In summary, for a 1 mm long MZM, the optimal parameters are $V_{\mathsf{\pi }}=11.7 \mathrm{V}$ and ${\mathrm{IL}}_{\mathrm{MZM}}=1.7 \mathrm{dB}$ which leads to an electrical bandwidth of ${\mathrm{BW}}_{\mathrm{MZM}}=23.5 \mathrm{GHz}$ and a system optical budget of ${\mathrm{IL}}_{\mathrm{PATH}}=23.5 \mathrm{dB}$ for an input laser power $P_{\mathrm{LAS}}=+10 \mathrm{dBm}$. If a MZM with higher modulation efficiency was used (further to the right on the black line), the improvement in extinction ratio would not be sufficient to compensate the inevitable higher insertion loss and thus, the tolerable path loss would decrease. The reverse applies if we considered a MZM with lower insertion loss. It is important to underline that the optimal parameters found above are valid whatever the sensitivity of the receiver or the laser power. Indeed, if the RX sensitivity is degraded or the laser power is lowered, the tolerable path loss decreases (translation along the x-axis of the blue curve) but the optimal MZM parameters do not change.

This optimization can be repeated for different values of $l_{\mathrm{MZM}}$ in order to find the optimal electrode length (Figure 9). We plot in Figure 10 the evolution of the maximum ${\mathrm{IL}}_{\mathrm{PATH}}$ as a function of $l_{\mathrm{MZM}}$. The optimum MZM electrode length is found to be 4 mm, which leads to ${\mathsf{\alpha }}_{\mathrm{MZM}}=0.52 \mathrm{dB}/\mathrm{mm}$ and a product $V_{\mathsf{\pi }}{L}_{\mathsf{\pi }}$ of 1.87 V·cm at −2.4 V ($\Delta \mathsf{\phi }=23°/\mathrm{mm}$) or, in other terms, $V_{\mathsf{\pi }}=4.6 \mathrm{V}$ and ${\mathrm{IL}}_{\mathrm{MZM}}=2.1 \mathrm{dB}$. For a laser power $P_{\mathrm{LAS}}=+10 \mathrm{dBm}$ and a receiver sensitivity $P_{\mathrm{SEN}}=-20.8 \mathrm{dBm}$ at 25 Gbps, we find a tolerable path loss ${\mathrm{IL}}_{\mathrm{PATH}}=25.9 \mathrm{dB}$.

4. Conclusions

In conclusion, we propose an optimization method for the design of MZMs maximizing the tolerable path loss of the optical link for high speed short reach optical interconnects. This optimization is based on the best compromise between the efficiency and the losses of the active region. This compromise is independent from the laser power used and receiver sensitivity. A compact model allows us to have an easy correspondence between the EO-performances and the parameters of the p-n junction.
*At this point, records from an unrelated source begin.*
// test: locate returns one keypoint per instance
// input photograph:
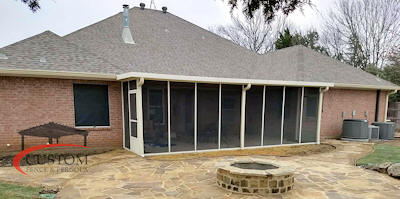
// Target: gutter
(219, 80)
(366, 87)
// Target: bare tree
(269, 8)
(363, 32)
(254, 33)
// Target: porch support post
(321, 96)
(219, 115)
(283, 112)
(139, 115)
(195, 116)
(243, 114)
(22, 143)
(169, 115)
(263, 118)
(301, 113)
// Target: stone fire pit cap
(280, 171)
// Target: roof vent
(43, 60)
(3, 56)
(126, 31)
(142, 5)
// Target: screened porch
(173, 117)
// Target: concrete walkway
(121, 174)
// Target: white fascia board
(56, 74)
(218, 80)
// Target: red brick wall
(28, 102)
(336, 101)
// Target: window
(91, 105)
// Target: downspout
(243, 115)
(377, 103)
(321, 95)
(141, 82)
(387, 103)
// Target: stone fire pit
(255, 177)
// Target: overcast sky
(17, 22)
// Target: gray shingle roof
(167, 44)
(56, 54)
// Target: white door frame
(136, 143)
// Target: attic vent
(142, 5)
(126, 31)
(3, 56)
(43, 60)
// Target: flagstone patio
(121, 174)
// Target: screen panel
(273, 115)
(182, 116)
(207, 116)
(291, 127)
(310, 115)
(254, 105)
(230, 116)
(155, 116)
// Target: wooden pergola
(52, 130)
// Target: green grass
(383, 153)
(18, 191)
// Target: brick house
(151, 82)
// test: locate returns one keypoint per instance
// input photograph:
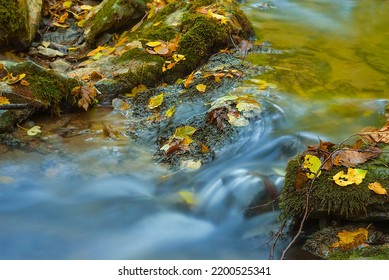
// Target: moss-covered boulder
(189, 32)
(19, 20)
(328, 199)
(112, 15)
(38, 88)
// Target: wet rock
(44, 89)
(19, 21)
(112, 15)
(195, 35)
(376, 247)
(60, 66)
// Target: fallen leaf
(313, 164)
(109, 132)
(10, 79)
(188, 197)
(237, 120)
(4, 100)
(201, 88)
(353, 176)
(351, 239)
(170, 112)
(87, 94)
(67, 4)
(155, 101)
(33, 131)
(190, 165)
(352, 158)
(377, 188)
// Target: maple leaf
(201, 88)
(377, 188)
(189, 79)
(352, 158)
(4, 100)
(155, 101)
(313, 164)
(353, 176)
(351, 239)
(87, 95)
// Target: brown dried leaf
(352, 158)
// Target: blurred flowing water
(94, 198)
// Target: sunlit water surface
(90, 197)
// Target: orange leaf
(189, 79)
(201, 88)
(377, 188)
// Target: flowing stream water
(94, 198)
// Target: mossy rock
(352, 202)
(321, 244)
(112, 15)
(45, 89)
(19, 20)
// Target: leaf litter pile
(319, 159)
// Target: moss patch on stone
(368, 253)
(12, 16)
(327, 198)
(45, 85)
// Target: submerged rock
(112, 15)
(39, 89)
(19, 22)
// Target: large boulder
(112, 15)
(19, 20)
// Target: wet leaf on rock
(351, 239)
(352, 158)
(201, 88)
(353, 176)
(33, 131)
(87, 95)
(313, 164)
(4, 100)
(155, 101)
(377, 188)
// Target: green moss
(12, 16)
(47, 86)
(148, 71)
(326, 196)
(163, 32)
(368, 253)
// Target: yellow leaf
(13, 80)
(313, 164)
(138, 89)
(67, 4)
(155, 101)
(153, 44)
(351, 239)
(190, 165)
(95, 51)
(377, 188)
(184, 131)
(34, 130)
(62, 25)
(237, 120)
(169, 113)
(353, 176)
(4, 100)
(201, 87)
(188, 197)
(86, 7)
In the case of 25 Gbps OOK modulation at 1310 nm, simulations show a MZM of 4 mm is optimal with an efficiency of 23.1°/mm at −2.4 V.

The next step is to validate this approach by an experimental characterization of MZM. For more investigations, this method can be easily adapted for different types of active regions, by taking into account the fabrication effects such as implantation conditions, or for more complex modulation formats and other symbol rates.